Nemzer Louis R
Nova Southeastern University, Chemistry and Physics, 3301 College Ave., Davie, FL 33314, United States.
J Theor Biol. 2017 Feb 21;415:158-170. doi: 10.1016/j.jtbi.2016.12.010. Epub 2016 Dec 20.
The Shannon entropy measures the expected information value of messages. As with thermodynamic entropy, the Shannon entropy is only defined within a system that identifies at the outset the collections of possible messages, analogous to microstates, that will be considered indistinguishable macrostates. This fundamental insight is applied here for the first time to amino acid alphabets, which group the twenty common amino acids into families based on chemical and physical similarities. To evaluate these schemas objectively, a novel quantitative method is introduced based the inherent redundancy in the canonical genetic code. Each alphabet is taken as a separate system that partitions the 64 possible RNA codons, the microstates, into families, the macrostates. By calculating the normalized mutual information, which measures the reduction in Shannon entropy, conveyed by single nucleotide messages, groupings that best leverage this aspect of fault tolerance in the code are identified. The relative importance of properties related to protein folding - like hydropathy and size - and function, including side-chain acidity, can also be estimated. This approach allows the quantification of the average information value of nucleotide positions, which can shed light on the coevolution of the canonical genetic code with the tRNA-protein translation mechanism.
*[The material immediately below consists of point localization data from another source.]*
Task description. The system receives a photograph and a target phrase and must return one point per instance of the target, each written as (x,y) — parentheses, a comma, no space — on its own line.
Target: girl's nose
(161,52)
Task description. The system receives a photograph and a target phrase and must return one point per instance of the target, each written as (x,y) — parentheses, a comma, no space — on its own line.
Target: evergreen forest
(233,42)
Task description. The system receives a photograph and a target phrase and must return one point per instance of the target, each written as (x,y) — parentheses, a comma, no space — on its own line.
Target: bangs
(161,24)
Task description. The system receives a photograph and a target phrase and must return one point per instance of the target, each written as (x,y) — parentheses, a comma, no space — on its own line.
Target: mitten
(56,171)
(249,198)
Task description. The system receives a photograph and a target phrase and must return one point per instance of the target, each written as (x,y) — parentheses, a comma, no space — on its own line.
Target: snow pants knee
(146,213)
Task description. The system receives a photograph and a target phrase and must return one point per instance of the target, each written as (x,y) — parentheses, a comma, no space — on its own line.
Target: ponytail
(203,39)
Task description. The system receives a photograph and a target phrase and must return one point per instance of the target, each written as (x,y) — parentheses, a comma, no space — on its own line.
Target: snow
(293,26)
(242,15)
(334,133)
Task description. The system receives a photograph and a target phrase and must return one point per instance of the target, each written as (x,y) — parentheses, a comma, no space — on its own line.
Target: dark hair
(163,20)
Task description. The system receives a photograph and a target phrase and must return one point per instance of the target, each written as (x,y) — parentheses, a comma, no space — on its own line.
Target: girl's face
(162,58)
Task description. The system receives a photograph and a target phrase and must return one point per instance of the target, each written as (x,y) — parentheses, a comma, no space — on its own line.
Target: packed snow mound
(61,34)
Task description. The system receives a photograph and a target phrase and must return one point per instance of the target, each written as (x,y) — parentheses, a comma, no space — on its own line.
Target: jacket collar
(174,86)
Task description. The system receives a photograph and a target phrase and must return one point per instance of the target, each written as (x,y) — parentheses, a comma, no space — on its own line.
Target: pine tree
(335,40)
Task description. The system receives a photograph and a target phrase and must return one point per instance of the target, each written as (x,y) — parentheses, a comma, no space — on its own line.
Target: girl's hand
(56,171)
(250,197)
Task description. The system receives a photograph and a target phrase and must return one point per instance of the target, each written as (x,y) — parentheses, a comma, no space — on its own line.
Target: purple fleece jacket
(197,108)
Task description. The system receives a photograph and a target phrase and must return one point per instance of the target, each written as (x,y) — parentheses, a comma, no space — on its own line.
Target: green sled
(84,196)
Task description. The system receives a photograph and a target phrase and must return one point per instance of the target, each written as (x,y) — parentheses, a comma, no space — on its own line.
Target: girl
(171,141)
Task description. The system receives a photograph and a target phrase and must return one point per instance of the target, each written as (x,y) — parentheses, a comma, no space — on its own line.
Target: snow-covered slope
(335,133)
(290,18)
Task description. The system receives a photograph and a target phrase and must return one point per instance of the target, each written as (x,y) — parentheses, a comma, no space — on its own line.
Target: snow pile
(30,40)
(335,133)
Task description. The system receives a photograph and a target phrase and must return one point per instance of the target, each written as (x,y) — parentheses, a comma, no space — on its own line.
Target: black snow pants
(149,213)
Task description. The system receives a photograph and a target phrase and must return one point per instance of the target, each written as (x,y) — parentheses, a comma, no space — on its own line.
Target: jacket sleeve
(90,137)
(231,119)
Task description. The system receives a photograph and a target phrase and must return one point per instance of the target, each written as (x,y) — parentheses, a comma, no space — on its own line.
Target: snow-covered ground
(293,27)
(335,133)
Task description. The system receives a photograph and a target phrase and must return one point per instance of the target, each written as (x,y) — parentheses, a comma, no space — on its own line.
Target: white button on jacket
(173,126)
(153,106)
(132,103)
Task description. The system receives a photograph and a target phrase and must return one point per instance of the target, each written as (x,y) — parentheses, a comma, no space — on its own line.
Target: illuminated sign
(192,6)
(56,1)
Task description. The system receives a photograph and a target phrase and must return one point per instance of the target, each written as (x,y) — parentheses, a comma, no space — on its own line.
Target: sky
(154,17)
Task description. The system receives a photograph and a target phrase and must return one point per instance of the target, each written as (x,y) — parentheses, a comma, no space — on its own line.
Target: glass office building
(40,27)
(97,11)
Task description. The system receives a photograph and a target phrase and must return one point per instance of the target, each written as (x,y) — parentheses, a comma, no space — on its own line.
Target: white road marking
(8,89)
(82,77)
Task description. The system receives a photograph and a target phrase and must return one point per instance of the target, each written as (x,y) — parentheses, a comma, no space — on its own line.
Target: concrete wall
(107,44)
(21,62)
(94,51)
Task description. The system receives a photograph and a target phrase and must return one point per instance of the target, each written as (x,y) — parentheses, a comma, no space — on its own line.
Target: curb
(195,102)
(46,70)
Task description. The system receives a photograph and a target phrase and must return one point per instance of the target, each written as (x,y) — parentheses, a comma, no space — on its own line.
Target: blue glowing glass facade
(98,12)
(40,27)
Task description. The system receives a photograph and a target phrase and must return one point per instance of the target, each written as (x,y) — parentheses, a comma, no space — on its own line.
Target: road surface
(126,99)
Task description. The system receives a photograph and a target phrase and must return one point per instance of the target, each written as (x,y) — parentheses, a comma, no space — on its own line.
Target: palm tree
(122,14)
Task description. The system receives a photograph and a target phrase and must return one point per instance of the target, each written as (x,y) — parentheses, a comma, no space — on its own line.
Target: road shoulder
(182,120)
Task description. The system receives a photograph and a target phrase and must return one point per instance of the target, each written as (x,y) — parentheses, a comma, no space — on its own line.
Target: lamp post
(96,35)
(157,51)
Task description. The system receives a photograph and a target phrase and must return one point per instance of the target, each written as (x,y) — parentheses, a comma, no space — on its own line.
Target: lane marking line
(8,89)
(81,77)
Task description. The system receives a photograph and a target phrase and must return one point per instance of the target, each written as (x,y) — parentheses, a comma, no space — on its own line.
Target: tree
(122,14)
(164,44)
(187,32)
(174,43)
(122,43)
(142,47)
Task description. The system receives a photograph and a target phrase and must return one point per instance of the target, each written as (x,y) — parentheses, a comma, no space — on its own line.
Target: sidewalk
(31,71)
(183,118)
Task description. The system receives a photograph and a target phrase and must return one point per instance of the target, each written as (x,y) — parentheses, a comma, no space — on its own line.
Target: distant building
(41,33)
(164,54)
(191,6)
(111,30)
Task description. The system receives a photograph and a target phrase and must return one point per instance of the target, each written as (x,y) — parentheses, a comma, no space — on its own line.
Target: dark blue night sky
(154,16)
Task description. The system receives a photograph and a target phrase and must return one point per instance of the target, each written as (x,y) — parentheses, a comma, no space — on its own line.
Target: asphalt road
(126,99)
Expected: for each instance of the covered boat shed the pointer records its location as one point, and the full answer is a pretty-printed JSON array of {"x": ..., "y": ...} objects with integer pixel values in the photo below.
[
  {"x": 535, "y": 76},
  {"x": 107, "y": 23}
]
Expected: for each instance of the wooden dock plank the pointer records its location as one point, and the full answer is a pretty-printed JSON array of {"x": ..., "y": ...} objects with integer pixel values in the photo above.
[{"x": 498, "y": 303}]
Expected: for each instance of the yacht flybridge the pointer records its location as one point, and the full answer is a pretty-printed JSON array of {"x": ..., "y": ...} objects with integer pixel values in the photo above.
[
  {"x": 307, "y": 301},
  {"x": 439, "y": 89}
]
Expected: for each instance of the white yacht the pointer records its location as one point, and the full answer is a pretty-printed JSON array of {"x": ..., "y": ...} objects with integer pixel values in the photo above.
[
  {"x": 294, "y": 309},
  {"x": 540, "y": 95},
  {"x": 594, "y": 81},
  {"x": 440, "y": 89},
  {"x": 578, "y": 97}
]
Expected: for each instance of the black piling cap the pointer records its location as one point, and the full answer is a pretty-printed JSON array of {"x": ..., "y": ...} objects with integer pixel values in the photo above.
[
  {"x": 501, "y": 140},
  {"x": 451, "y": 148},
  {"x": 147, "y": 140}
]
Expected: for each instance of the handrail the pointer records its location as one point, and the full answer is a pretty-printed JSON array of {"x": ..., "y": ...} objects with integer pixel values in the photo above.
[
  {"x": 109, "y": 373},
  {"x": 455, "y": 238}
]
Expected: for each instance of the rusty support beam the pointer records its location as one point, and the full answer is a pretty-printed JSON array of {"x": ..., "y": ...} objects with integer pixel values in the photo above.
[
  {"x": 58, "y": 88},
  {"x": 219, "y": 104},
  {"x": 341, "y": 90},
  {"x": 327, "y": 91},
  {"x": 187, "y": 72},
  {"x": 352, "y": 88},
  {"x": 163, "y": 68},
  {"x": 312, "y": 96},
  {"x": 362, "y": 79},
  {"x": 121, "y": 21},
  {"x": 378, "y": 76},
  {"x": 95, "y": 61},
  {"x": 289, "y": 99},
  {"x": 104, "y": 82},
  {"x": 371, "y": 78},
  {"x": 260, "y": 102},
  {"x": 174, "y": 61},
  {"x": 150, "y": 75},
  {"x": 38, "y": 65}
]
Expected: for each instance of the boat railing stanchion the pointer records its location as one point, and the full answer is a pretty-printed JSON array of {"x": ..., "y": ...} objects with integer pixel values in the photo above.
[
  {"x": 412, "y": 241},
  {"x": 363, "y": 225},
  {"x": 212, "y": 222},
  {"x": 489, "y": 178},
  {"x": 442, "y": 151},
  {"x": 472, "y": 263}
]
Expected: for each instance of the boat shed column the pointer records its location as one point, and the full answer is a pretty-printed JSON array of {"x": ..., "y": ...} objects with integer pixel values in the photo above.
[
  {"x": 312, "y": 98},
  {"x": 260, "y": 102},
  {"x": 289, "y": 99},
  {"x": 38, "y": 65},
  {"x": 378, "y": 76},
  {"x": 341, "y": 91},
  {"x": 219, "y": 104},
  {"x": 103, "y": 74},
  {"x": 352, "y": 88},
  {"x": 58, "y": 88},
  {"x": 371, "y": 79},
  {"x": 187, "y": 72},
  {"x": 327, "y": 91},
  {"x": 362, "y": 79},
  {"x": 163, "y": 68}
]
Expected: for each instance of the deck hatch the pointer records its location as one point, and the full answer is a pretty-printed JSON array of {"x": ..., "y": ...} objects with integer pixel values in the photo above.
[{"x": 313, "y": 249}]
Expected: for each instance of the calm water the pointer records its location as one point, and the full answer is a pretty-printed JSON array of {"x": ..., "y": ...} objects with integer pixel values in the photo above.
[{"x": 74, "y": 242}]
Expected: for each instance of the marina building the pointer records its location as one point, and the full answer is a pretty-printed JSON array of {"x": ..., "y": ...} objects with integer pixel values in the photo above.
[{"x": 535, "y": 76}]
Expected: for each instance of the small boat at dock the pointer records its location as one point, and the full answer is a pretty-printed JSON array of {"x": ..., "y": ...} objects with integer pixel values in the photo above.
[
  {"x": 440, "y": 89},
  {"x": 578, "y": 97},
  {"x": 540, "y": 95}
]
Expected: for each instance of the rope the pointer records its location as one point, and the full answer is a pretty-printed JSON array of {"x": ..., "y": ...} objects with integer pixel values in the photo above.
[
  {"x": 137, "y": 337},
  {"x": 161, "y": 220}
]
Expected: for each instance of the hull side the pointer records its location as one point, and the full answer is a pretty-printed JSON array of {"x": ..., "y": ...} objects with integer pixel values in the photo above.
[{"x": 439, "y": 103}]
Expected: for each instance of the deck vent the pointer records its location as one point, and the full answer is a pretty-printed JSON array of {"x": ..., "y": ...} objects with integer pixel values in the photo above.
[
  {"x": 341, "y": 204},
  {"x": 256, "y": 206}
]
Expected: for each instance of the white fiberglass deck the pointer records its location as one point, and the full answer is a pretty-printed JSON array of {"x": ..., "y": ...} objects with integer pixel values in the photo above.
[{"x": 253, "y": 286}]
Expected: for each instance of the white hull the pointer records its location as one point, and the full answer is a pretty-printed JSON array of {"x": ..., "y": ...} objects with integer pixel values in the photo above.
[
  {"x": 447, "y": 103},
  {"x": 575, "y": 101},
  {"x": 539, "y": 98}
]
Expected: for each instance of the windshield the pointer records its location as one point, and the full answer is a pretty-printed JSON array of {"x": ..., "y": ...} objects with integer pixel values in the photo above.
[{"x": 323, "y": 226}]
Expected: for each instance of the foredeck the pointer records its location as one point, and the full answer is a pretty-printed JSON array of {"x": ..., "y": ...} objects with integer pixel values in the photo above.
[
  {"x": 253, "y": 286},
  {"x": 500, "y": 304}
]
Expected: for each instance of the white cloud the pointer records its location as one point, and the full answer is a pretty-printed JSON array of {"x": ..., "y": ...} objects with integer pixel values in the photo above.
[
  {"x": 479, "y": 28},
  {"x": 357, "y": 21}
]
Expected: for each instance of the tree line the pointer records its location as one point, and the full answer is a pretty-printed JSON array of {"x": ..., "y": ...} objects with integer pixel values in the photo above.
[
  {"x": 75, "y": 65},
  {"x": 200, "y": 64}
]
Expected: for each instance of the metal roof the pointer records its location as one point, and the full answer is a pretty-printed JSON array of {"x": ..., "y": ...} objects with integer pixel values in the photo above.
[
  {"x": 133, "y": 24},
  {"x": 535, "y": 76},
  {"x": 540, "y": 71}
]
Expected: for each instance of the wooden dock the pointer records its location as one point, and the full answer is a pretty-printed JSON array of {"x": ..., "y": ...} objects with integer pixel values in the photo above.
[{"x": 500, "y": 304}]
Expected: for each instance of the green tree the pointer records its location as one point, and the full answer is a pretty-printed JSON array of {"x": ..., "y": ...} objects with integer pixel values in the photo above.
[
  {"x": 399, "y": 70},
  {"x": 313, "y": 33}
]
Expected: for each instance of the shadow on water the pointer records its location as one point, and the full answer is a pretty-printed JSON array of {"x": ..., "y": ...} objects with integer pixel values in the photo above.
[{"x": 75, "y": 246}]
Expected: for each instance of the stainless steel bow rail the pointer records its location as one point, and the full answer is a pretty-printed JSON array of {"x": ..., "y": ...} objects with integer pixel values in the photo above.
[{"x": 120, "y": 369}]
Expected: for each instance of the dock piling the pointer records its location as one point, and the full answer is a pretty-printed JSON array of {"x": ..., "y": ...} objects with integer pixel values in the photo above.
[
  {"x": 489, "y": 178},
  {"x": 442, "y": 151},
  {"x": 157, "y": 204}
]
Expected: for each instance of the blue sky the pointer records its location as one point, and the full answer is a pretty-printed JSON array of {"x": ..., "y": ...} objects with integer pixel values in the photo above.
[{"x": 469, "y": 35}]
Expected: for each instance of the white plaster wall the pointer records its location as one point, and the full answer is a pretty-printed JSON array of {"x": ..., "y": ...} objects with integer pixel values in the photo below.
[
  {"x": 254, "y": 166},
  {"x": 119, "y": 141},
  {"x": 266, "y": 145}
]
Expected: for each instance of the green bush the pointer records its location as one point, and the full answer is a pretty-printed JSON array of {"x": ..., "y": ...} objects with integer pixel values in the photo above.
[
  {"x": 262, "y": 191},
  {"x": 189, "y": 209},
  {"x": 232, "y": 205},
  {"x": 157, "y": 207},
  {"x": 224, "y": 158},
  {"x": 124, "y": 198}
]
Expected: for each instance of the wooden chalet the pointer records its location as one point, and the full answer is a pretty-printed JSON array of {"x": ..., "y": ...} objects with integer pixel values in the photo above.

香农熵衡量消息的预期信息值。与热力学熵一样,香农熵仅在一个系统内定义,该系统从一开始就确定可能消息的集合,类似于微观状态,这些消息将被视为不可区分的宏观状态。这一基本见解首次应用于氨基酸字母表,该字母表根据化学和物理相似性将二十种常见氨基酸分组为不同家族。为了客观地评估这些模式,基于标准遗传密码中的固有冗余引入了一种新颖的定量方法。每个字母表都被视为一个独立的系统,该系统将64种可能的RNA密码子(微观状态)划分为不同家族(宏观状态)。通过计算归一化互信息,该信息衡量单核苷酸消息所传达的香农熵的减少,从而确定最能利用密码中容错这一方面的分组。与蛋白质折叠相关的特性(如亲水性和大小)以及功能(包括侧链酸度)的相对重要性也可以估计。这种方法允许对核苷酸位置的平均信息值进行量化,这可以揭示标准遗传密码与tRNA-蛋白质翻译机制的共同进化。